Washington: “arising out of” is broad. In Washington state courts have analyzed many varieties of “causation” language and have held that “arising out of” is the broadest form of causation-trigger language. See Mutual of Enumclaw v. Jerome, 66 Wn. App. 756 (1992) (reversed on other grounds). That holding has been applied in the additional insured context. See PAR Electrical v. Blueline Rental LLC, E.D. Wa., March 17, 2017. In a different context Washington courts have specifically held that “arising out of” is broader than “caused by.” See Toll Bridge Authority v. Aetna Ins., 54 Wn. App. 400 (1989). Presumably that holding would apply to additional insured endorsements, meaning that an endorsement with the “arising out of” language would be broader than one with the “caused in whole or in part by” language. (Indeed that issue is up on appeal in the case Mt. Hawley Ins. Co. v. Zurich Am. Ins. Co., which completed briefing in June.) Oregon has also interpreted “arising out of” very broadly. See Ristine ex rel. Ristine v. Hartford Ins. Co. of Midwest, 195 Or. App. 226, 231 (2004).
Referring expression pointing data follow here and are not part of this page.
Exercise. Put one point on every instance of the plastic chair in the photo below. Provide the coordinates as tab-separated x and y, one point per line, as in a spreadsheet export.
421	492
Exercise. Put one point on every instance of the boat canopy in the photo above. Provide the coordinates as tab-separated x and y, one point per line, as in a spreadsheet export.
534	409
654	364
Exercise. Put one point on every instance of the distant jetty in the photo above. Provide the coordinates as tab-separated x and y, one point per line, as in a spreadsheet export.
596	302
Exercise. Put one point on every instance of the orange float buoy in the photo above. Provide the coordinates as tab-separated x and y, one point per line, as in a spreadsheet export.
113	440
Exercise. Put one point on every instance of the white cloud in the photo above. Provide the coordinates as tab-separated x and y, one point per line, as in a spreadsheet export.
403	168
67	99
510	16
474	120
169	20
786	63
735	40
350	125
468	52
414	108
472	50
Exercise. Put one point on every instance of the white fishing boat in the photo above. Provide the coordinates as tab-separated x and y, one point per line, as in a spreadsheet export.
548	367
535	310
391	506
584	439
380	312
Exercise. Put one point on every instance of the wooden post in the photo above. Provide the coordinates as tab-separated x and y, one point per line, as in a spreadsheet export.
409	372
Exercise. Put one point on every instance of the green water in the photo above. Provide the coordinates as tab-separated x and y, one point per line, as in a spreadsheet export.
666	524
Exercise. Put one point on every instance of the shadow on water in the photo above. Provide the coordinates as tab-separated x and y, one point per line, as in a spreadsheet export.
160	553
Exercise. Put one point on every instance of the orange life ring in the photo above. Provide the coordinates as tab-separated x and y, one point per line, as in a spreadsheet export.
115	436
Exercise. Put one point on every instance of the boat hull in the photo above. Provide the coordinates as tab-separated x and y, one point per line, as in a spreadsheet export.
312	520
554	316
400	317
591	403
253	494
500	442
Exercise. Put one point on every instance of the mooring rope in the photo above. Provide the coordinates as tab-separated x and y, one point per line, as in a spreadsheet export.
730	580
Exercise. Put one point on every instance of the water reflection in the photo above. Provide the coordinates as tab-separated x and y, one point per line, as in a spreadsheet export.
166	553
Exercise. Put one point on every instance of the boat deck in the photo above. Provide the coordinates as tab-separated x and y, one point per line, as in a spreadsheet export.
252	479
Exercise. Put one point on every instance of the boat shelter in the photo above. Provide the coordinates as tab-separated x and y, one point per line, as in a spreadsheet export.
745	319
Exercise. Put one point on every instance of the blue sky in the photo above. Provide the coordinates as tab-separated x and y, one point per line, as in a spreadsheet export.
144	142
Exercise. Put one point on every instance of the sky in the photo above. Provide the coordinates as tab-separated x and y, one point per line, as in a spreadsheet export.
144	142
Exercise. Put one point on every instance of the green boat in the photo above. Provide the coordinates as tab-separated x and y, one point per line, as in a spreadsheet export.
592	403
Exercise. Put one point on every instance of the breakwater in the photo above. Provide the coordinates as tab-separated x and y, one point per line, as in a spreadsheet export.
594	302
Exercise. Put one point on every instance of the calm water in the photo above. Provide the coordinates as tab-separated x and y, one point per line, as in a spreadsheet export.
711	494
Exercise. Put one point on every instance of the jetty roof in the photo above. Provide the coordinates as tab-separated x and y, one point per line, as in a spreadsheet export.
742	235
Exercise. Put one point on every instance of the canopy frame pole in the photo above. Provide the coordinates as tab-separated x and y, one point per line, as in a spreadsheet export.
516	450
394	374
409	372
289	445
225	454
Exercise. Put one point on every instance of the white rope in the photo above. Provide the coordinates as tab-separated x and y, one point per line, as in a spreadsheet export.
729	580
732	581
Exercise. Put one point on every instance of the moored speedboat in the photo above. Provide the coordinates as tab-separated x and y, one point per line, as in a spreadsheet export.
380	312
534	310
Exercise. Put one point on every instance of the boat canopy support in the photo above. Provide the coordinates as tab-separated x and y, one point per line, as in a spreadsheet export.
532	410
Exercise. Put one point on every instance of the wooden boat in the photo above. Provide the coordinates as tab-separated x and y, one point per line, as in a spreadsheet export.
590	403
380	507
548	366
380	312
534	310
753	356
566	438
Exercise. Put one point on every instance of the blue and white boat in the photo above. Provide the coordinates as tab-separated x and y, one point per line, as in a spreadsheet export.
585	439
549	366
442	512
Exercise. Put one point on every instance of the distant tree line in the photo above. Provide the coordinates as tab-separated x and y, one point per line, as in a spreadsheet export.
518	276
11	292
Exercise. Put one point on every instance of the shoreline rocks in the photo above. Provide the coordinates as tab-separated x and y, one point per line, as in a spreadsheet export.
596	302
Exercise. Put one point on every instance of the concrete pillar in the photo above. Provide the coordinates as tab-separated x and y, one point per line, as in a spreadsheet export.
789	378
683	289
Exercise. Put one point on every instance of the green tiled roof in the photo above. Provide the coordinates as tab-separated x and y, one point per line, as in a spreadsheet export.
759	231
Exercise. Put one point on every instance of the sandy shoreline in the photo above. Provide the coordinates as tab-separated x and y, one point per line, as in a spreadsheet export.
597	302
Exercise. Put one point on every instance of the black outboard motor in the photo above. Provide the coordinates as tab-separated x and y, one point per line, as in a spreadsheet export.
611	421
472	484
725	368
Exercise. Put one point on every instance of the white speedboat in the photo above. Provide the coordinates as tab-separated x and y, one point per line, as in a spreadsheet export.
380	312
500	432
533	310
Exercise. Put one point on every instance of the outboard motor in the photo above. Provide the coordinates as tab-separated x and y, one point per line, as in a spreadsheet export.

Maryland: the opposite? But now consider the following case: in James G. Davis Const. Corp. v. Erie Ins. Exch., 226 Md. App. 25, 28, 126 A.3d 753, 755 (2015), the named insured (a subcontractor, Tricon) had an additional insured endorsement with the “caused in whole or in part by ” language. Both Tricon and the general contractor (Davis) were sued after a worker was injured by allegedly faulty scaffolding erected by Tricon, but approved by Davis. The insurer denied coverage for Davis, but the court held that Davis was entitled to coverage and specifically held that the limitation to injuries “caused in whole or in part by” the subcontractors’ work provided broader coverage than would have been provided by the “arising out of” language. The court held that coverage was triggered by an allegation that Davis was liable either vicariously, or based on the acts or omissions of Davis, or of Tricon – essentially, by any allegations at all that implicated Tricon.
Even “arising out of” may not get you there. Washington courts have held that even the very broad “arising out of” language has its limits. In Absher Constr. v. N. Pacific Ins., 861 F.Supp.2d 1236 (W.D. Wa. 2012), the court held that the phrase did not extend coverage to “completed operations” losses where the endorsement contained a limitation to “ongoing operations” loss. That means that the ongoing/completed operations distinction in the endorsement may be more important than the “arising out of” language. Moreover, state “anti-indemnity” laws, which prevent a general contractor from being indemnified for its sole negligence (including through insurance), may result in broad additional insured language not being enforced. In some situations in Washington, and in almost all cases in Oregon, the anti-indemnity statute has been more often asserted by insurers as a limit on the scope of the additional insured coverage than the causation-trigger wording.
The takeaway: The causation-trigger language of the additional insured endorsement may matter, depending on what state you are in. Pushing for the broader “arising out of” language is likely to benefit the additional insured, in most situations. However, the insurance industry is making it increasingly difficult to get the “arising out of” language, and other factors (like the application of a state anti-indemnity statute) may be more important, although perhaps harder to control by contract. Before taking a stand on the wording of the causation-trigger language it may be worthwhile to take a closer look at the state of the law, other important language, and the most likely loss scenarios. It may turn out that the causation-trigger wording is less critical than you thought.